The iP4500 uses 5 ink cartridges. The following graphic was taken from the help documentation:
Canon iP4500 inks

Buying the printer

After paying for the printer at the shop, I immediately tested it right there and then.

The salesperson (Ah Tack — pronounced as Aaah Tuck) was very patient and made sure everything installed properly and the printer worked OK.


Software installation on my Macbook Pro was a breeze. You will have to restart the computer after the first part of the installation is complete.

Once the computer had been restarted, the installation continues with the print head alignment phase. You are prompted to insert two sheets of A4 paper into the rear tray, and the iP4500 then takes about 14 minutes to print out two test pages and perform the necessary alignments.

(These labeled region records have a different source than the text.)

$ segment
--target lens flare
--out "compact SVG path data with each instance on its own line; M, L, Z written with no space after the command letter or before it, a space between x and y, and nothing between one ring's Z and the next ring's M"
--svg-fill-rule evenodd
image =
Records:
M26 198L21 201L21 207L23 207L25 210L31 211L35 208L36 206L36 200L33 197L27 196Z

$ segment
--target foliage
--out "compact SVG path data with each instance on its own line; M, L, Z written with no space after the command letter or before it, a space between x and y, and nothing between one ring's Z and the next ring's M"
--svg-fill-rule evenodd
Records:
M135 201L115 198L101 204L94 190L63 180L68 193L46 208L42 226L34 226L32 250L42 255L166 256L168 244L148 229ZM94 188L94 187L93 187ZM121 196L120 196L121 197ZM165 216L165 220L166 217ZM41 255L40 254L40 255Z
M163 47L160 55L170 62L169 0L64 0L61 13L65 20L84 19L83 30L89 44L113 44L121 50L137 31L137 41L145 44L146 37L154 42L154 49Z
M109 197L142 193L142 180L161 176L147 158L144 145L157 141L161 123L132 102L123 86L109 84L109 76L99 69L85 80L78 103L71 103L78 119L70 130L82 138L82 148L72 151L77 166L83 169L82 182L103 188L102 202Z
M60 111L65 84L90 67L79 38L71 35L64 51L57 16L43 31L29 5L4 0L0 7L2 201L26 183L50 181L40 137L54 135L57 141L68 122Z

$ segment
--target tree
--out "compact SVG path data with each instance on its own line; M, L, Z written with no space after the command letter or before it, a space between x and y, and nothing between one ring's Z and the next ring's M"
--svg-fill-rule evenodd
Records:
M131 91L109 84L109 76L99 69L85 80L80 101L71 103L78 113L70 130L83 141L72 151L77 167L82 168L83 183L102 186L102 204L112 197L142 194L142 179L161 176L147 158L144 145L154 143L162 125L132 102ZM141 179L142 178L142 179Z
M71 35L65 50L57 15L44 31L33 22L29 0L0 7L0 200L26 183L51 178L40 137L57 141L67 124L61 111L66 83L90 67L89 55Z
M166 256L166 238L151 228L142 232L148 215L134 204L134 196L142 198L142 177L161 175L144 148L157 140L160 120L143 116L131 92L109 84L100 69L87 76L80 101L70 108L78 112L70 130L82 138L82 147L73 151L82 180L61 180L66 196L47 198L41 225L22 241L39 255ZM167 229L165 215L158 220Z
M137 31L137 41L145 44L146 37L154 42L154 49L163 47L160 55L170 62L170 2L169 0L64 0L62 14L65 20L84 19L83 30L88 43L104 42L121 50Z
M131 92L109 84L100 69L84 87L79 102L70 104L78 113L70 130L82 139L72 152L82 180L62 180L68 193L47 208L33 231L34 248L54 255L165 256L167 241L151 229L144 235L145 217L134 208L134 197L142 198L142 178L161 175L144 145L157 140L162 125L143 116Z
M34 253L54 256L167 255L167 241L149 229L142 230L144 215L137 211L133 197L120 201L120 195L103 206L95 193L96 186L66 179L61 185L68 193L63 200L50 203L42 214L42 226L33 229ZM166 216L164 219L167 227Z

A shortcut to the iP4500 on-screen manual is placed on the desktop.
iP4500 series On-screen Manual shortcut installed on the desktop

The first 4 x 6 / 4R print

I then launched iPhoto, selected and printed a photo. The iP4500 printed the picture very quickly (much faster than my HP C6180 in this respect) and silently, and when I viewed the print out, my jaw dropped.
Kellie and Renice

It was perfect in every way, the colors, the brightness and vibrance, the sharpness and detail and the contrast. I’d say the print very nearly matched what I see on my MacBook’s screen.

Remember, this was done at the shop — there was no opportunity to do printer and paper profiling, or calibrating the screen and printer, or messing around with color adjustments. It was just, choose the photo, insert the paper and hit print in the application.

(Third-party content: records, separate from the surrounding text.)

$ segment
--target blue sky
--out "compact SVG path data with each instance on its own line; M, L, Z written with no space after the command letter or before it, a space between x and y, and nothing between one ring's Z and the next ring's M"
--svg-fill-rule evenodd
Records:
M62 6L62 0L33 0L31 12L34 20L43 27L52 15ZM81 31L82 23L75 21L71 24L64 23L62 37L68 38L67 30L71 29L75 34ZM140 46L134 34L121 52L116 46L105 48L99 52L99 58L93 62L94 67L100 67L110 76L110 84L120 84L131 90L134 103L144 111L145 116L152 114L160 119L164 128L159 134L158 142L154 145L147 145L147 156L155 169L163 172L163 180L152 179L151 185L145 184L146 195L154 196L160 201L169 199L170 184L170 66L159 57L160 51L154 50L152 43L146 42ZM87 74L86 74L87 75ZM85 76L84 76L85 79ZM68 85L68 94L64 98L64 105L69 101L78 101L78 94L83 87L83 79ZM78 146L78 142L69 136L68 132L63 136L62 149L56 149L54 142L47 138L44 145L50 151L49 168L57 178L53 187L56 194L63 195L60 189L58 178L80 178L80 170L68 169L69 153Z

On my HP CP6180, the same photo prints out a bit darker, and this is regardless of whether I use HP’s Advanced Photo or Premium Plus papers.

I actually forgot to mention the paper I used for this first print — it was a cheap, relatively unknown brand of 260 g/m2 “Premium” glossy photo paper, Esyink. I’m mightily impressed that the iP4500 isn’t fussy with the type of photo paper used.

Here are some photos of the Esyink packaging, just to give you an idea of the paper quality we’re talking about here.

Esyink 260 g/m2 Premium Glossy Photo Paper

260 g/m2, RM 14 (Ringgit Malaysia — approx. $4 USD and change) for 50 pieces of 4 x 6 / 4R paper. That works out to be about RM0.28 ($0.08 USD) per piece.
Esyink 260 g/m2 Premium Glossy Photo Paper

Paper specs — click to view a much larger photo.
Esyink 260 g/m2 Premium Glossy Photo Paper specifications

The second 4 x 6 / 4R print

When I reached home, I set up the printer and immediately called up a photo of my twin girls for printing. I had previously printed this photo on a HP Advanced Photo paper with my HP C6180, and for some inexplicable reason, the photo started turning yellow within a few days.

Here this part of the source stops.